Language Feature

Exploring the power of union types in Scala

Illustrated by Leandro Lassmar

One obvious advantage of typed languages is that they force you to consider all your data: where it came from and where it is going. If you try to force a String down a path it's not meant to go, the program will not compile. You'll need to retreat or change more code. The compiler is equivalent to millions of little unit tests that you don't get to opt out of.

However, sometimes it can get overbearing. You may have a UserId, RequestId, ProductId, and sundry others. You know that in some circumstances all of these types are equivalent (perhaps designing an API structure around them) and in some cases they are not equivalent (putting them in a database).
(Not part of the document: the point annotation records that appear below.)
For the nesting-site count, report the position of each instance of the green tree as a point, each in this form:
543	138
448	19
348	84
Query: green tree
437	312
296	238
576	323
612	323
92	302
A traditional approach to solving the problem of shared functionality between disparate types would be method overloading: the same method defined n times, once for each type. However, that's a lot of boilerplate. It's difficult to refactor, error prone if the definitions diverge, and how do you overload a class properly anyway?

Union types can help.


A union type would generally be considered some constructed type T, which, when examined, could resolve to one of several types A, B, C, etc.

You can think of it as the opposite of the tuple, or product. A tuple T is a constructed type, which, when examined, resolves to one of each of several types A, B, C, etc.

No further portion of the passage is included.